千期月挑眉,看着他喝一口酸奶,笑意盈盈:“别人不是你,你不会撒谎。你开口第一个字我就知道你是不是真诚。”恋人该有的默契和敏感,千期月一直都察觉得到只是沒有说清楚而已。她当然知道杨嘉画有事瞒着她,每次他眼神一闪躲她都看出來了,但都是些无关紧要她也就不做过多询问,要是他真的觉得重要会跟她好好说的,她明白。杨嘉画到底是什么样的人,她不笨。
“杨嘉画,在我面前你怎么敏感多疑都不过分,但是你要记得,在别人面前不能这样。你是狮子,只能在母狮子面前温柔,面对别人,不准脆弱。”脆弱不是罪过,但是暴露出來就能致命,看起來只是一点点,但只要被人好好利用,完全能够掌控生死。对于杨嘉画是狮子的论断她早做出來了,她在很早之前就明白。
“期月,你认真听我讲。要是有一天我骗了你你要好好听我解释,不管你要打我一顿还是要杀我,都先听我讲完好不好?我这个人平常不面的,但不知道为什么,在你面前总是结巴,你先辛苦点忍着听我把话说完然后任杀任剐。”杨嘉画给自己定了一个很高的要求,但是说实在的,等他把一切坦白,他都不知道自己会怎么样。喊打喊杀是考虑到千期月毕竟有一定的黑道背景,匪气什么的是有的,所以要做好准备。“期月,你相信我,有我在的地方就一定会让你安安全全。我在一日,守你一天。”杨嘉画今天的许诺特别多。

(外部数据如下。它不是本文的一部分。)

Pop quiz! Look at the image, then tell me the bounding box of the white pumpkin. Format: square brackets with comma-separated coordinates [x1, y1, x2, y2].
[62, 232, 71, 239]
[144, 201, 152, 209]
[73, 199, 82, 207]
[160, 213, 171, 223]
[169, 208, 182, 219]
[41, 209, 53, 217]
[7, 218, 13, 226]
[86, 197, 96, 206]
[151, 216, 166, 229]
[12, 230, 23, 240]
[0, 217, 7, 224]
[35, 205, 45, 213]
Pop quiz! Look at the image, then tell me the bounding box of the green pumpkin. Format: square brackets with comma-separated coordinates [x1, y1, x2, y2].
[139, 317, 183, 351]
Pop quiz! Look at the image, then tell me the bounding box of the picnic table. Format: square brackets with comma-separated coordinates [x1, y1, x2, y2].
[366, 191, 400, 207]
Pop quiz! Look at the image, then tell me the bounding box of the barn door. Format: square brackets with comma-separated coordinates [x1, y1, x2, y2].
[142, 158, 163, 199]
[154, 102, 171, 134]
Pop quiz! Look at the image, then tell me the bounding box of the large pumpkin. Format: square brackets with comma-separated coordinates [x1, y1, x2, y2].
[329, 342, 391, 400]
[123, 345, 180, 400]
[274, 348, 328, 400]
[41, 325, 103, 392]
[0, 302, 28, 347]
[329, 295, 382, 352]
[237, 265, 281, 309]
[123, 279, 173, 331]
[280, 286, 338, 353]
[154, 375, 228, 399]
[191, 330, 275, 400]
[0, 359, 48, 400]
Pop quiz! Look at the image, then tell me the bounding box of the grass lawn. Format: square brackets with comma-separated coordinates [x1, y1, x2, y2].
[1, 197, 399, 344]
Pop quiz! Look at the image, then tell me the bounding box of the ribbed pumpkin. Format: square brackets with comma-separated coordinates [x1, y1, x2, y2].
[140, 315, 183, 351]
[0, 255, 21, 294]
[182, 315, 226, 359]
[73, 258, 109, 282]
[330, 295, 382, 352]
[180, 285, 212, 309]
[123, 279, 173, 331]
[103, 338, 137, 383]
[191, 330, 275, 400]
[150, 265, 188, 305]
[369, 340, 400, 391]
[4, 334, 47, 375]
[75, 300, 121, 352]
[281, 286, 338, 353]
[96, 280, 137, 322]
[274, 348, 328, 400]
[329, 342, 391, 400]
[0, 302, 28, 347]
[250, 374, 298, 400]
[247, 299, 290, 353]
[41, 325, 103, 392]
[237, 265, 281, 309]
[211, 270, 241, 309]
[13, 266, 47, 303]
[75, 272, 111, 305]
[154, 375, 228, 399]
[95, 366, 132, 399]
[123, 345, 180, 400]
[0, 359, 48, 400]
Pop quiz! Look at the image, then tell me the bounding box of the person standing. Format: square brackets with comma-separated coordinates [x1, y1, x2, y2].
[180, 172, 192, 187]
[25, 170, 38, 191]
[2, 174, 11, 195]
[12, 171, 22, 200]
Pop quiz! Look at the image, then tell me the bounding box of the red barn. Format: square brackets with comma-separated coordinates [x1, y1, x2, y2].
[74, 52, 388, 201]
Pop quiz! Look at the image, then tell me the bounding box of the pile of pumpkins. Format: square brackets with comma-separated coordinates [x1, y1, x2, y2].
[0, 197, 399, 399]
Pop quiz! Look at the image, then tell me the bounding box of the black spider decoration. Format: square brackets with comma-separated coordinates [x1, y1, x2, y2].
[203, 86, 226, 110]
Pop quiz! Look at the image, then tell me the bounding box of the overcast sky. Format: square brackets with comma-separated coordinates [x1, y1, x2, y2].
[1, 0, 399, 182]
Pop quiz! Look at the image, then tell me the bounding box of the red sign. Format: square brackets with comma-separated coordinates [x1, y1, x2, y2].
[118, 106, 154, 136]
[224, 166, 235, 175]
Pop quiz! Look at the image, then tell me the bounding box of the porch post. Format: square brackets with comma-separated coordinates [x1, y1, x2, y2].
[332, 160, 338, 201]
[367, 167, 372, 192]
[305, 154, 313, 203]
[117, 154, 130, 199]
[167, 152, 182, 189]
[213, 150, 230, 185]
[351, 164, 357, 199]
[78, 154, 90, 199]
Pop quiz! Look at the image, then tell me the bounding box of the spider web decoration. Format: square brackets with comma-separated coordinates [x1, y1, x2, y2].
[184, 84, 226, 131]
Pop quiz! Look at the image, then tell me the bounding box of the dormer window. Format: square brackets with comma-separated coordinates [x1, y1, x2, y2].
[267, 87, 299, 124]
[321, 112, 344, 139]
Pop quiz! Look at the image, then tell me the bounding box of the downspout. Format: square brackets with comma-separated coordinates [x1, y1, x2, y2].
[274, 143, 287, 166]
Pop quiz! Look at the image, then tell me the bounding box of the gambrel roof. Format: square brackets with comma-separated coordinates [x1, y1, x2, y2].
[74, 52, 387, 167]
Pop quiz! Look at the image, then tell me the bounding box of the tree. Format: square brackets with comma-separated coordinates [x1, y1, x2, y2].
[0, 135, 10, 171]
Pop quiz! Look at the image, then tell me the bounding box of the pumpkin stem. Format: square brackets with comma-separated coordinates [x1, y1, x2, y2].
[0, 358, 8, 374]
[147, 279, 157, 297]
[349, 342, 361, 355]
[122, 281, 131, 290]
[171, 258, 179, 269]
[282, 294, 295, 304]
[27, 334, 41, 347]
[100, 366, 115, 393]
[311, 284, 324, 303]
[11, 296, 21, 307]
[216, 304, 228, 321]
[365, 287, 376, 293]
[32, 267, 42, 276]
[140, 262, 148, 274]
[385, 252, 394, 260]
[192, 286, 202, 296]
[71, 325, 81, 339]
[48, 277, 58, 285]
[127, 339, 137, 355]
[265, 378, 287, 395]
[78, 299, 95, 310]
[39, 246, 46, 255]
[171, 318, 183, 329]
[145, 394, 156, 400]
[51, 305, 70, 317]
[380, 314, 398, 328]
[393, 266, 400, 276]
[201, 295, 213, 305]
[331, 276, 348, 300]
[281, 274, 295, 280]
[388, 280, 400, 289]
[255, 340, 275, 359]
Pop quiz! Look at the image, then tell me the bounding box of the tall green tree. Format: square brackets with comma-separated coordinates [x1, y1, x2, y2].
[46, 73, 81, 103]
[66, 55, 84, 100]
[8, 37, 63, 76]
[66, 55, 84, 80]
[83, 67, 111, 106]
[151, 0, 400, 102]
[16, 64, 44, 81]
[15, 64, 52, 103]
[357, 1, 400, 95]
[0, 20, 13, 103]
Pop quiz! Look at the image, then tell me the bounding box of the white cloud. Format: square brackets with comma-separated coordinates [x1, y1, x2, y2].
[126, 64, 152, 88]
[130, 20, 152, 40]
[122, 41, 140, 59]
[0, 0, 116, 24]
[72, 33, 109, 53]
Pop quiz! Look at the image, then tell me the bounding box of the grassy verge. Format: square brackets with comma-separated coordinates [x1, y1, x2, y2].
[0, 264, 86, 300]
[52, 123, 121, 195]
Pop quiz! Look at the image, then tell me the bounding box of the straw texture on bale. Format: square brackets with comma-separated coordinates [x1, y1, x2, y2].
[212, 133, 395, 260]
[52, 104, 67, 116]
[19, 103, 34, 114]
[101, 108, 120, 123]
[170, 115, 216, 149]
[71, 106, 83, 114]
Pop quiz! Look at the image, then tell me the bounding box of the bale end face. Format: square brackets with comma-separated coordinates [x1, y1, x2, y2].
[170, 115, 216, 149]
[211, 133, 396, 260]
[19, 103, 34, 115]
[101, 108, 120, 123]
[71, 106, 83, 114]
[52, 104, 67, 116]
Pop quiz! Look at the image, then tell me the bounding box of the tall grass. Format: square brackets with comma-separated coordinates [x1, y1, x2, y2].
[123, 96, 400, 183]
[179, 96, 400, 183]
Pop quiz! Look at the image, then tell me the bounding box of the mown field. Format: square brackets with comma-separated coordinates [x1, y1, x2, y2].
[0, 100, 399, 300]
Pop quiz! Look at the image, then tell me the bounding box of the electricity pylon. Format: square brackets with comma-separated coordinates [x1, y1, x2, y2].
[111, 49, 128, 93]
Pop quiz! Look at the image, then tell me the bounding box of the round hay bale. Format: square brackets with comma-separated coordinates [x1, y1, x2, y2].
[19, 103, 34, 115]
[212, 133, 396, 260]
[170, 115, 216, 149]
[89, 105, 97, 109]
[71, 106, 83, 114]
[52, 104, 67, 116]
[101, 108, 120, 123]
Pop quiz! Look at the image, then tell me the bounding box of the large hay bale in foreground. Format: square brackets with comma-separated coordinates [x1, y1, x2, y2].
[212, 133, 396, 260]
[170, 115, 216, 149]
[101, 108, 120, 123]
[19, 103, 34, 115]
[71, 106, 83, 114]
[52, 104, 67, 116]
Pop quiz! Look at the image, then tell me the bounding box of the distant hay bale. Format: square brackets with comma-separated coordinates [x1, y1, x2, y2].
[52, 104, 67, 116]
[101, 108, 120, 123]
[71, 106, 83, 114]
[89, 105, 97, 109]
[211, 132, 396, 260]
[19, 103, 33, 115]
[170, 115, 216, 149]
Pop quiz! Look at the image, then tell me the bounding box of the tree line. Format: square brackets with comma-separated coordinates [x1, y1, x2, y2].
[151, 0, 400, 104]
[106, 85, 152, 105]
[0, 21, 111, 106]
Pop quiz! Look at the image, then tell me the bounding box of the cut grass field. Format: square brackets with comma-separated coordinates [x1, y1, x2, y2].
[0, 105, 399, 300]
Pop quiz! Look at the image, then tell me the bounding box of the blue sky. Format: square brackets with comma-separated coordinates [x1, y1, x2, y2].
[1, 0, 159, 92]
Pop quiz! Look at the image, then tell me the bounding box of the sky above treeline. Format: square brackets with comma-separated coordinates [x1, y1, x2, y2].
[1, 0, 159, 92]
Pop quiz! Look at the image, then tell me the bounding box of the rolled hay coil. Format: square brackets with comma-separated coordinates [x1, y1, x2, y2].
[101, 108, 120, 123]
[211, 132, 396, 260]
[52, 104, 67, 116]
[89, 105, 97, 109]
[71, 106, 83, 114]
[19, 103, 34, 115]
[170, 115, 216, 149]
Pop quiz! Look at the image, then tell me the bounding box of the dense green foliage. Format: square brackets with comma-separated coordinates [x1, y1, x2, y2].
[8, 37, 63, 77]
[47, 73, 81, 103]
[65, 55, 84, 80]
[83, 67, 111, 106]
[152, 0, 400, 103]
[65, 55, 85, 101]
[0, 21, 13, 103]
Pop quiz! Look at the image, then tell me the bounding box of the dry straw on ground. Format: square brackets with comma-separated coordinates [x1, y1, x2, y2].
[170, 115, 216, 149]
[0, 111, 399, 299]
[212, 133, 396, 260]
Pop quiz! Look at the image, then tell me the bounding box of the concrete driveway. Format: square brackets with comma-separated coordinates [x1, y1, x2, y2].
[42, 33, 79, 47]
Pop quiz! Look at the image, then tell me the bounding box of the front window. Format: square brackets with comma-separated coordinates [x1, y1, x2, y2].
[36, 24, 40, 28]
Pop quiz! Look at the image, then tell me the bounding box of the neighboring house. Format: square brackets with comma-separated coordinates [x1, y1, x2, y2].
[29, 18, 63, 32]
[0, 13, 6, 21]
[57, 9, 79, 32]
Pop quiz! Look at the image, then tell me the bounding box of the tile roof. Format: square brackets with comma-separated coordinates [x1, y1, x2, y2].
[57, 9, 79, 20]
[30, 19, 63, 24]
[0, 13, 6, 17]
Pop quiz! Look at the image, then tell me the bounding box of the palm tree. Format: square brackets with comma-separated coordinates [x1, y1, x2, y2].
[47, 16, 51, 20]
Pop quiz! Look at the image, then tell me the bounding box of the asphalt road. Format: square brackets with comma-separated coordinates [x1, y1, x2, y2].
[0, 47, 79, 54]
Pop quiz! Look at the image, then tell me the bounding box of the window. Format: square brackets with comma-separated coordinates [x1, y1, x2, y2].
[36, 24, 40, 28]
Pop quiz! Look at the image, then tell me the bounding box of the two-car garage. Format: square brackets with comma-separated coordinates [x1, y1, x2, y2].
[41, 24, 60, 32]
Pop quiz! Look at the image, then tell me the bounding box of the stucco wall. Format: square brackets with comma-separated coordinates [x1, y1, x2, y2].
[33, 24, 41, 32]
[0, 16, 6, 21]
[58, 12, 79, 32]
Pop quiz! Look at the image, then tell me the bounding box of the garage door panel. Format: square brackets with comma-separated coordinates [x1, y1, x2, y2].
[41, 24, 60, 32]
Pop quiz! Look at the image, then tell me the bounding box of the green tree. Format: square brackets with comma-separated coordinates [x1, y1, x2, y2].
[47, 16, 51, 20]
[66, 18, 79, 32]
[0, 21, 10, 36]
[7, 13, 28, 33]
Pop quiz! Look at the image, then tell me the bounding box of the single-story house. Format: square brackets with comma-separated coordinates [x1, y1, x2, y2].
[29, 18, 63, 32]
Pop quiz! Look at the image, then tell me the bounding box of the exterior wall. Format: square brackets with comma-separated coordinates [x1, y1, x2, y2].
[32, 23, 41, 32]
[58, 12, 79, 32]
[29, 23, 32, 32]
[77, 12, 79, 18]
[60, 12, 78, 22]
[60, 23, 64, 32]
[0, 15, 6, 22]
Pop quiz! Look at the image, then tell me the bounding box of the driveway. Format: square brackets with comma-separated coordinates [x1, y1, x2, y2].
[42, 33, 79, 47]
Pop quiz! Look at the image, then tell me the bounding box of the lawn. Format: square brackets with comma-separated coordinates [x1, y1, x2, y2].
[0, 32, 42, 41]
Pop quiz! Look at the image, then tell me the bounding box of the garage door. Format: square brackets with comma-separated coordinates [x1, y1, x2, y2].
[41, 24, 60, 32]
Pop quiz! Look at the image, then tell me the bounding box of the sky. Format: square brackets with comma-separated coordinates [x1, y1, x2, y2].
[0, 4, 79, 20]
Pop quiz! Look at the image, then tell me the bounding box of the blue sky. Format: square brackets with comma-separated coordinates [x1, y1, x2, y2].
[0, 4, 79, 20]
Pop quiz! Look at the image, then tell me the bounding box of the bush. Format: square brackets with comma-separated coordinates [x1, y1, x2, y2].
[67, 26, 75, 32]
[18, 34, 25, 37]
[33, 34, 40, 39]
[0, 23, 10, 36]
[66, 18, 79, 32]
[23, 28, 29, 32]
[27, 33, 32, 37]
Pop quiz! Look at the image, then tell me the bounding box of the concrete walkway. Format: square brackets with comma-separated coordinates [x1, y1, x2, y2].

千期月完全不觉得荣幸,这家伙越是口不择言就越能反应出他思维有多混乱,昨晚上发生了什么呢?下雨了,很大的雨,飘进室内能积不小一摊水;打雷了,很响的雷,就算是睡着了也会被叫醒;除此之外,还有什么么?好像沒有了,难道说这个大男人怕打雷?!不应该啊,保险起见,问问好了:“是被昨晚的雷吓到了?”手附上他的额头,想看看是不是真的发烧了,杨嘉画摇摇头:“我不怕打雷,我什么都不怕。我只是怕你离开我。”沙哑的嗓音带了磁性,听得千期月一愣一愣的,心里涌起暖流。这个男人能够这么在乎她,自己之前吼他到底是错到太平洋了还是越过大西洋了啊?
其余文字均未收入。